Selective pressures that modulated the trophic strategy of
honey-buzzards: extravagant specialization or genius solution?
In seasonal environments, nidicolous and migratory birds must
efficiently manage the limited time available for breeding. Raptors
usually feed on prey relatively large compared to the bite size that
nestlings consume. It has been suggested that raptors have been under
strong evolutionary pressure to manage this conflict between collecting
and processing food for nestlings, i. e. , the prey size and
ingestion rate hypotheses (Slagsvold and Sonerud 2007). Larger prey
items provide more bites but require more time to collect and process,
which may result in a relatively low ingestion rate compares to smaller
prey. Raptors have limitations in feeding on individual insects during
the breeding season despite insects being small-sized prey easy to
process. The energy yield of insects is low if the raptor carries a
single prey and must move long distances many times between the capture
site of insects and the nest. Hence, such a non-social insect-based diet
is unlikely in raptors (Sonerud et al . 2014).
Honey-buzzard´s diet would be the result of the evolutionary pressure to
manage the conflict between collecting and processing food for
nestlings. They found a genius solution; to feed on a small-sized prey
easy to process (comb with brood) which rends a high nutritional value
and a high amount of edible biomass per delivery for an insect-eating
raptor.
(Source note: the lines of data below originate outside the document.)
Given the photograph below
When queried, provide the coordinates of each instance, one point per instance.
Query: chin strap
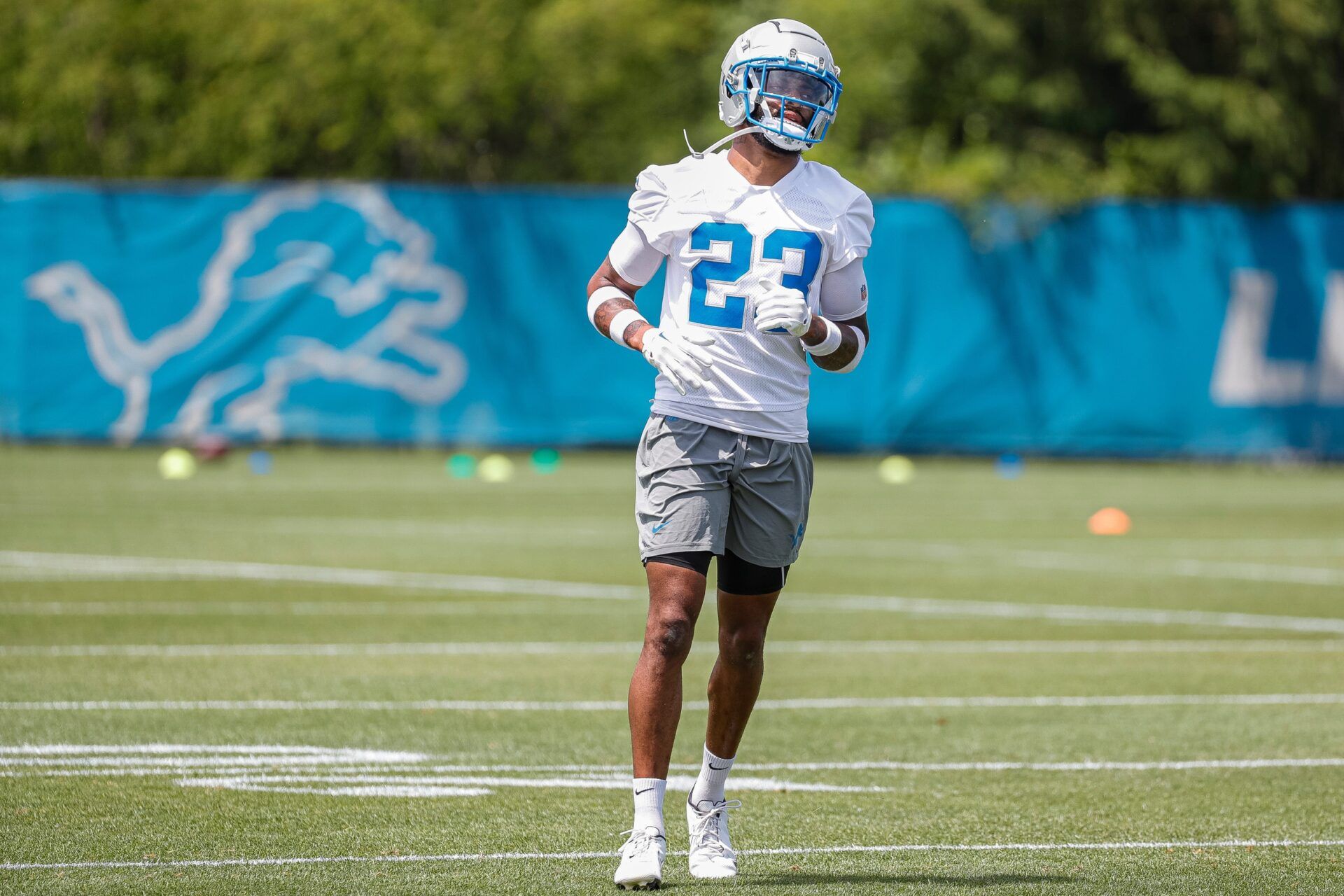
(755, 130)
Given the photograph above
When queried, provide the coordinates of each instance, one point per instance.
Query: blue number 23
(733, 311)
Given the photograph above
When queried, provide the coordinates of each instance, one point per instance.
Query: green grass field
(359, 659)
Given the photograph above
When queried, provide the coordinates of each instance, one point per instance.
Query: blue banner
(358, 312)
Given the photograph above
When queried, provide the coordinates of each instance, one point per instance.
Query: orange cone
(1109, 522)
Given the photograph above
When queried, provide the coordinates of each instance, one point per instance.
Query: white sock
(714, 776)
(648, 802)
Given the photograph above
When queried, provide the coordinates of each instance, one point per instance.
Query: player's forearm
(853, 339)
(606, 314)
(613, 296)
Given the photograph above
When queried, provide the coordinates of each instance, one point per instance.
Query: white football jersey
(722, 235)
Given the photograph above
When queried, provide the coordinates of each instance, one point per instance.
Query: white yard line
(299, 608)
(622, 648)
(1072, 613)
(582, 590)
(238, 761)
(167, 568)
(777, 850)
(1063, 561)
(620, 706)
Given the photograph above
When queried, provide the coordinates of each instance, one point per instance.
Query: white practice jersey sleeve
(844, 293)
(634, 258)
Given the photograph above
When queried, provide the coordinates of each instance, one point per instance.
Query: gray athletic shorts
(699, 488)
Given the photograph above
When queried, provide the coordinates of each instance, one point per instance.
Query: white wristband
(622, 318)
(827, 346)
(604, 295)
(622, 323)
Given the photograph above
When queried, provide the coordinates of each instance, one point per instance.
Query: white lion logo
(402, 255)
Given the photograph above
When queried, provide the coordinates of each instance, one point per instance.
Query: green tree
(964, 99)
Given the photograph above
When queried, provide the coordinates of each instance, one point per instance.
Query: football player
(764, 267)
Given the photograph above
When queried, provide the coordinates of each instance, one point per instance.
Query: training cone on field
(1109, 522)
(176, 464)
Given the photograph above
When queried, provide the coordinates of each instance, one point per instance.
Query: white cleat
(711, 852)
(641, 860)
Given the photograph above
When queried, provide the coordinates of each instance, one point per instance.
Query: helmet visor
(797, 85)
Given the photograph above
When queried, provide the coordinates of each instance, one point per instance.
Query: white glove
(679, 356)
(784, 308)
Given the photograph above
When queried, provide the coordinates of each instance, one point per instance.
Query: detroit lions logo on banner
(309, 284)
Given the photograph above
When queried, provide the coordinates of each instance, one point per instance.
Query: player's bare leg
(734, 685)
(676, 596)
(736, 680)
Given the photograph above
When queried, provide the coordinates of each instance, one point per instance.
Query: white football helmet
(788, 62)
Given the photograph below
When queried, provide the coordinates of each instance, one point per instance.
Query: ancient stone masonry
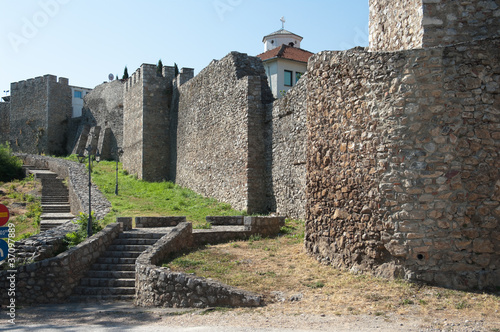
(410, 24)
(147, 121)
(103, 109)
(52, 280)
(158, 286)
(396, 25)
(4, 122)
(39, 113)
(403, 163)
(287, 151)
(220, 132)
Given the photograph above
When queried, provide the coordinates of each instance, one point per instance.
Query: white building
(284, 61)
(77, 94)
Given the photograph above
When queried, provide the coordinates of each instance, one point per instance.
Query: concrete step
(107, 282)
(56, 216)
(43, 173)
(55, 200)
(121, 254)
(140, 235)
(116, 260)
(100, 298)
(125, 247)
(111, 274)
(134, 241)
(56, 208)
(85, 290)
(49, 224)
(112, 267)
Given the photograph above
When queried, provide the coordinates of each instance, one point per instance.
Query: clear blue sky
(86, 40)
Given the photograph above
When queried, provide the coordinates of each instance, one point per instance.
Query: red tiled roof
(286, 52)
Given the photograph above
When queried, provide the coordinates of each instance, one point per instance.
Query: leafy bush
(75, 238)
(10, 166)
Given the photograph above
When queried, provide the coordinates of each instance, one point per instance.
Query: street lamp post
(81, 159)
(119, 153)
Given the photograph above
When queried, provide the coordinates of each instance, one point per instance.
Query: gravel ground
(103, 317)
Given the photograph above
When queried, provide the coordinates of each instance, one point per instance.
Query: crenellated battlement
(39, 80)
(147, 73)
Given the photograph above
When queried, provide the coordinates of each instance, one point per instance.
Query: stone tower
(411, 24)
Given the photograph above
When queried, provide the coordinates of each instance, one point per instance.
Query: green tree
(125, 73)
(10, 165)
(159, 69)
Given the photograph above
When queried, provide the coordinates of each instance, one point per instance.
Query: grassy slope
(24, 206)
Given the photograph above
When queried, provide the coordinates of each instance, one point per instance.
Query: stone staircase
(112, 277)
(56, 209)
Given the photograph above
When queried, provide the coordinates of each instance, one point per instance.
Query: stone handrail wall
(158, 286)
(52, 280)
(77, 177)
(48, 243)
(148, 222)
(403, 163)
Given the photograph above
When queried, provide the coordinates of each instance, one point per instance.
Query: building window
(298, 76)
(288, 78)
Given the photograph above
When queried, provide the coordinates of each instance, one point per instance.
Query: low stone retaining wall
(77, 182)
(225, 220)
(48, 243)
(52, 280)
(44, 245)
(224, 228)
(158, 286)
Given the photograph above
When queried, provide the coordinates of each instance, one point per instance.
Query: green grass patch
(142, 198)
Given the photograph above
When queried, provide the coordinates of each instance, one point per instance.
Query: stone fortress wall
(411, 24)
(4, 122)
(403, 150)
(403, 168)
(286, 151)
(103, 108)
(220, 133)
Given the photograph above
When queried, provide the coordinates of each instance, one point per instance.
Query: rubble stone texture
(403, 163)
(104, 108)
(287, 151)
(220, 136)
(410, 24)
(39, 113)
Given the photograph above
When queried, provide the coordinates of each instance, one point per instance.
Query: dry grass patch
(294, 283)
(22, 198)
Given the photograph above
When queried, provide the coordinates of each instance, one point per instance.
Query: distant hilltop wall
(39, 112)
(220, 135)
(4, 122)
(411, 24)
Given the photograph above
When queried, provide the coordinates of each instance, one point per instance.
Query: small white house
(284, 61)
(77, 94)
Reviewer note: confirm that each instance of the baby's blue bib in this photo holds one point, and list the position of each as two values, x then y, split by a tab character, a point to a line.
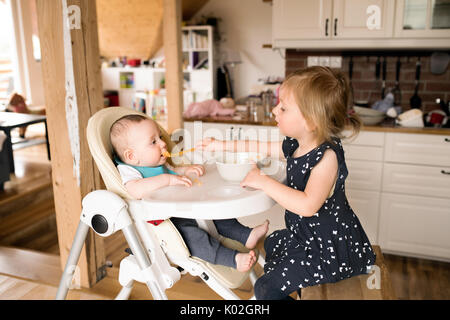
148	172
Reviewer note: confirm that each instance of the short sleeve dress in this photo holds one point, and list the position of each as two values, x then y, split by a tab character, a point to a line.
327	247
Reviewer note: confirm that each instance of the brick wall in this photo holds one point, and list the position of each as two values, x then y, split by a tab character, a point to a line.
366	88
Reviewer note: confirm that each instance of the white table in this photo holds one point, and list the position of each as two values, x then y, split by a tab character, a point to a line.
214	198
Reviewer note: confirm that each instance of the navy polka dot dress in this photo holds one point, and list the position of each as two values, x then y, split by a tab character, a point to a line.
327	247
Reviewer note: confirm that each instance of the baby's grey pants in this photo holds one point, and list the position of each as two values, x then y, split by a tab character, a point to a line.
207	248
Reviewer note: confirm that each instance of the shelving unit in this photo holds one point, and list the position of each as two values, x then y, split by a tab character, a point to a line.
198	61
198	72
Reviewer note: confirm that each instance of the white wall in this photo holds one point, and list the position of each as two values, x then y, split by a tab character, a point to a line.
29	70
245	26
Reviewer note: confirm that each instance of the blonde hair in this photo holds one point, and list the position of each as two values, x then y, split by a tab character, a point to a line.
323	96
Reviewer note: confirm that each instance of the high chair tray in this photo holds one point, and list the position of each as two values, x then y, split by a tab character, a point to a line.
210	197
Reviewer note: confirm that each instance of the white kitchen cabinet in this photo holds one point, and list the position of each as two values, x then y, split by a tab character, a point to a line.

The ratio between the size of raptor (between 600 and 800 g) and
the size of prey (less than 1 g) is possibly one of the highest among
the raptors in the world. Larvae and pupae are individualized in the
cells of combs and their size allows nestling to swallow them in a few
seconds. Thus, provisioning for nestlings does not need to prepare prey
items into pieces of suitable morsels. Nestlings would start feeding
unassisted at a younger age (van Manen et al. 2011, Ziesemer and
Meyburg 2015) allowing the female to resume hunting at an earlier stage
of nestlings. The vertebrates consumed by honey-buzzards also support
this interpretation because they are mainly small reptiles with short
appendices and easy to swallow in one bite. In the case of birds, they
are mainly immature individuals without feathers and easy to process.